Steven van Rijswijk, CEO
Touching on Unite's implementation; we've successfully centralized a number of practices and seen reductions in branch counts, and most importantly empowering digital solutions. We anticipate rolling out further client integration elements through continuous practical steps. Specifically concerning costs, I’ll pass this to Tanate for a detailed breakdown on the €44 million costs.
Tanate Phutrakul, CFO
Omar to address your cost situation; the CLA’s average increase is around 2.5% to 3%. Our approach remains committed to finding efficiencies while fostering robust compliance practices, resulting in marked investment towards KYC efforts, currently clocking approximately €134 million this quarter. Our expenses in KYC are slated for €600 million this year and will preserve a reliable framework moving forward.
Raul Sinha, Analyst
Good morning, gentlemen.
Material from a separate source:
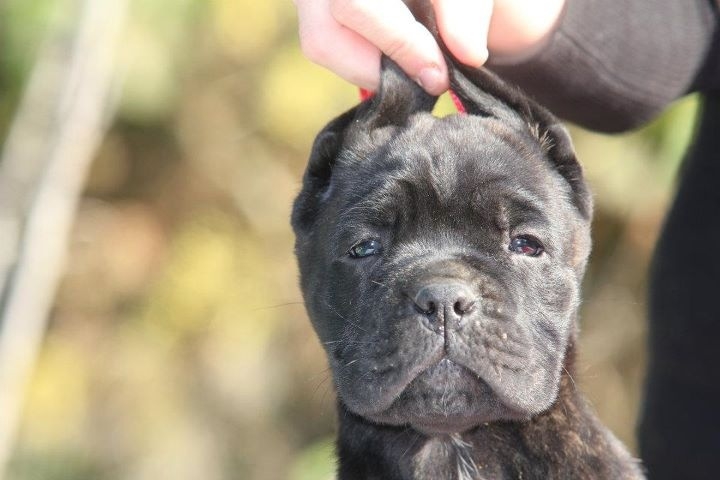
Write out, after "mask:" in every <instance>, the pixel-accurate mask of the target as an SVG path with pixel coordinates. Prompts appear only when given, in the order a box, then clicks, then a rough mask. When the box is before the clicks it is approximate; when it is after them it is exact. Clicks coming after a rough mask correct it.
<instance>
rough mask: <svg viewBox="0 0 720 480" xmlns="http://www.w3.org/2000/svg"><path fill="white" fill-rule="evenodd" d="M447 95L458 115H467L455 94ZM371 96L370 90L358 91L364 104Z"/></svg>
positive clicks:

If I may follow up on two particular points: firstly, the oil and gas book saw a notable rise in the Stage 3 ratio, up to 7.8%, even after accounting for the trade finance sector from Q1. Can we discuss your outlook here, considering the recovering oil prices and how you proactively manage risks in this portfolio? My second question related to the fraud cases we've discussed, it is clear some lessons need to be revisited. How's the group addressing these fraud incidents? Lastly, could you elaborate on your dividend policy moving forward, possibly outlining new considerations that may put you in line with US banks, which are planning for lower payout ratios yet retaining flexibility for share buybacks?
Steven van Rijswijk, CEO
To clarify on oil and gas and the Stage 3 rated risks, the observed 7.8% mostly reflected that €4.5 billion allocation, specifically for the oil and gas sector, largely tied to upstream resources. While we recognize potential in the ongoing recovery trends, we are still cautious with projected provisioning levels accounting for broader industry dynamics, including individual company outlooks. On dealing with fraud risks, we have taken steps to enhance checks and balances by reinforcing auditing measures and harnessing fintech solutions within our trade finance operations for increased transparency across transactions. Our stated drive remains firm with tackling financial crime significantly. Regarding dividends, our determination navigated by the enhanced measures imposed by the ECB, we’ll re-evaluate our approach come the third quarter, exploring various trajectories and flexibility.
Raul Sinha, Analyst
Great. Thank you very much.
Operator, Operator
Ladies and gentlemen, this concludes the Second Quarter 2020 ING Analyst Call. Thank you for attending. You may now disconnect your line.